High data quality is essential for pension funds to ensure an honest and controlled business operation. It enables pension funds to provide participants with their rightful pension payments based on accurately determined premiums. In recent years, significant attention has been given to data quality in the pension sector. With the implementation of the Future Pensions Act (WTP), even more emphasis is placed on the quality of data in pension administration. Pension funds must meet the prescribed standards for data quality before the transition to the new pension system can take place.
Pension funds are currently busy preparing for the introduction of the new pension contract. This is in addition to their regular activities, requiring them to keep the shop open while renovating. It is clear that the period until 2027 will be a very busy one in the pension landscape.
Pension funds are currently busy preparing for the introduction of the new pension contract. This is in addition to their regular activities, requiring them to keep the shop open while renovating.
One of the challenges that pension funds face is demonstrating data quality. According to the Future Pensions Decree, pension funds must be able to demonstrate that data quality is ensured before the transition to the new pension system can take place. This is crucial for making balanced decisions about the transition and accurately calculating individual pension assets. The Data Quality Framework – Future Pensions Act and the Data Quality Good Practice support pension funds in this challenge.

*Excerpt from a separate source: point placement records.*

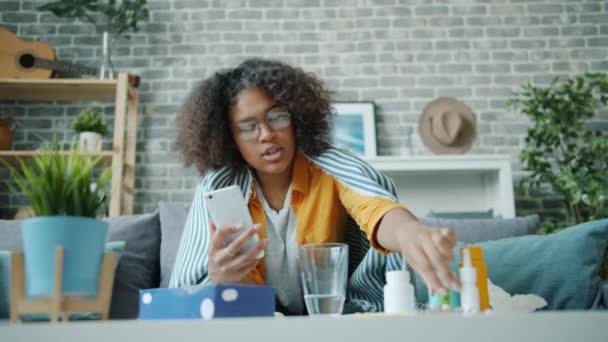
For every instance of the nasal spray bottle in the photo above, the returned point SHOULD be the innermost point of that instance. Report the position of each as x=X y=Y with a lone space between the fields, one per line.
x=469 y=294
x=399 y=295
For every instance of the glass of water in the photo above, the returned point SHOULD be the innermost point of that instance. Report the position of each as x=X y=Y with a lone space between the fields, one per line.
x=324 y=269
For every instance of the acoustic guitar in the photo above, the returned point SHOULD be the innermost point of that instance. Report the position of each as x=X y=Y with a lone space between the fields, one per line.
x=21 y=59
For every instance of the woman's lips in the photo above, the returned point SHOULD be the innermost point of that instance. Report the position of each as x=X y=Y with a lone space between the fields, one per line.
x=272 y=154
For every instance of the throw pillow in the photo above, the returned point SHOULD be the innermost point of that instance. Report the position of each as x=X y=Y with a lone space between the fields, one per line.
x=462 y=214
x=476 y=230
x=172 y=221
x=563 y=267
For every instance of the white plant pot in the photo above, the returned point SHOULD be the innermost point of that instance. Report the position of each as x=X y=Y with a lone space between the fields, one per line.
x=89 y=142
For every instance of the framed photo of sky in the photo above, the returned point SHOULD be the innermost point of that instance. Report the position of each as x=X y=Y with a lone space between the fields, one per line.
x=355 y=127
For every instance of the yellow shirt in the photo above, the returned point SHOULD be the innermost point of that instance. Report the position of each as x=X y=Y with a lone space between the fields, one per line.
x=322 y=206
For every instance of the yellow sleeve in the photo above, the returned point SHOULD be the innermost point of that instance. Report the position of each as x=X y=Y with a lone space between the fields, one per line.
x=367 y=212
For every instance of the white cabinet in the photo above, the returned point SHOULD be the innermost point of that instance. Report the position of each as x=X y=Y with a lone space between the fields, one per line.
x=451 y=183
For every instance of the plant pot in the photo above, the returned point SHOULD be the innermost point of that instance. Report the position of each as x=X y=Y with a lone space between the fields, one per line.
x=89 y=142
x=83 y=241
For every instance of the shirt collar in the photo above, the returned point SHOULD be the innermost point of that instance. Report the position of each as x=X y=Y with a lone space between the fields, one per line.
x=300 y=177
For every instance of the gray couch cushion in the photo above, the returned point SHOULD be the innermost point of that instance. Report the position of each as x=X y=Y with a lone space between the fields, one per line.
x=172 y=221
x=476 y=230
x=138 y=267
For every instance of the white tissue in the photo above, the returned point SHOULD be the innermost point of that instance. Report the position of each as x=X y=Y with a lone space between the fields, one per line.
x=501 y=301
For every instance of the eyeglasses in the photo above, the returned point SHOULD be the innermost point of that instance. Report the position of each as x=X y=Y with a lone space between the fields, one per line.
x=250 y=129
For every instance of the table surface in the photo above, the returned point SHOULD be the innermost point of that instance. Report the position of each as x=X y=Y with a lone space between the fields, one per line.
x=546 y=326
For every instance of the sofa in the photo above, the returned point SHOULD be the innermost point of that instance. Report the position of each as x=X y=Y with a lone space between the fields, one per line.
x=562 y=268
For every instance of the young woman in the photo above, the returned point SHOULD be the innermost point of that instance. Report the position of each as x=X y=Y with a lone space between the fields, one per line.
x=265 y=126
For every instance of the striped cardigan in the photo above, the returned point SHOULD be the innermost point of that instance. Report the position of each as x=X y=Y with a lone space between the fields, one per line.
x=367 y=266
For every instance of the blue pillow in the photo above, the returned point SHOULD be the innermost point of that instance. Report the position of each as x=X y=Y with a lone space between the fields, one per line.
x=562 y=267
x=5 y=267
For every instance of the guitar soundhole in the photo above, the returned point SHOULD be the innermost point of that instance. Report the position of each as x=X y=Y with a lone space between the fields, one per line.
x=27 y=61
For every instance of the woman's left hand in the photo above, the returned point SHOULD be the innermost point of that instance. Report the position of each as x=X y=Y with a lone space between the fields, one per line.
x=427 y=250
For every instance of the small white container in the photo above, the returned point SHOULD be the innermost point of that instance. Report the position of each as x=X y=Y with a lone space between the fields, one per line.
x=469 y=293
x=399 y=293
x=89 y=142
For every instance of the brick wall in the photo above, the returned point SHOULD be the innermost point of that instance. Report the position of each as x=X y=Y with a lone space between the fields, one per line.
x=400 y=54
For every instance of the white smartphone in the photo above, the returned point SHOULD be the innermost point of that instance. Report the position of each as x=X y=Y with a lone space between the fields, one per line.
x=227 y=207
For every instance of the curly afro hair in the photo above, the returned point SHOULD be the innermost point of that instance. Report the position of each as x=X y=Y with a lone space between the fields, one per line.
x=204 y=138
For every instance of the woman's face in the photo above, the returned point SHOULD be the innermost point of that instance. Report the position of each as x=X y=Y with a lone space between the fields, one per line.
x=270 y=151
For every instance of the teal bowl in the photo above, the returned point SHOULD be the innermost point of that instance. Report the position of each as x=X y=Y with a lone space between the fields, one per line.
x=83 y=241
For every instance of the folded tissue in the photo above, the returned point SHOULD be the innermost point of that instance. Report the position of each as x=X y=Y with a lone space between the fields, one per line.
x=501 y=301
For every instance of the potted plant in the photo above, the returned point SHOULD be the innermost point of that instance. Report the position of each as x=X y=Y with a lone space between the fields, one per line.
x=66 y=191
x=562 y=151
x=91 y=127
x=115 y=18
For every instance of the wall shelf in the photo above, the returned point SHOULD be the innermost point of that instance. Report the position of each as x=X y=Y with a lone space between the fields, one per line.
x=122 y=155
x=452 y=183
x=12 y=156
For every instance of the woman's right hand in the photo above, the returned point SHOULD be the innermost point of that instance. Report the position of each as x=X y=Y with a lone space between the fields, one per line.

But how can pension funds apply these publications?
Although pension funds have outsourced the majority of their activities, such as pension and asset management, to execution organisations, they remain ultimately responsible for maintaining an integral and controlled business operation according to the Pension Act. The quality of data forms the foundation for this. It is the responsibility of pension funds to gain insight and form a judgment about the quality of the data, despite the outsourcing. Therefore, pension funds cannot solely rely on assurance statements from outsourcing relationships, such as the ISAE 3402 Type 2 and ISAE 3000 statements.
Since the Quinto-P investigations in 2012, pension funds have already dedicated significant attention to data quality. Data quality presents a significant challenge, particularly because pension funds have been receiving and processing data for decades and often utilise legacy systems. Given that pension funds have been processing data for decades, there is a possibility that errors have occurred in the pension administration.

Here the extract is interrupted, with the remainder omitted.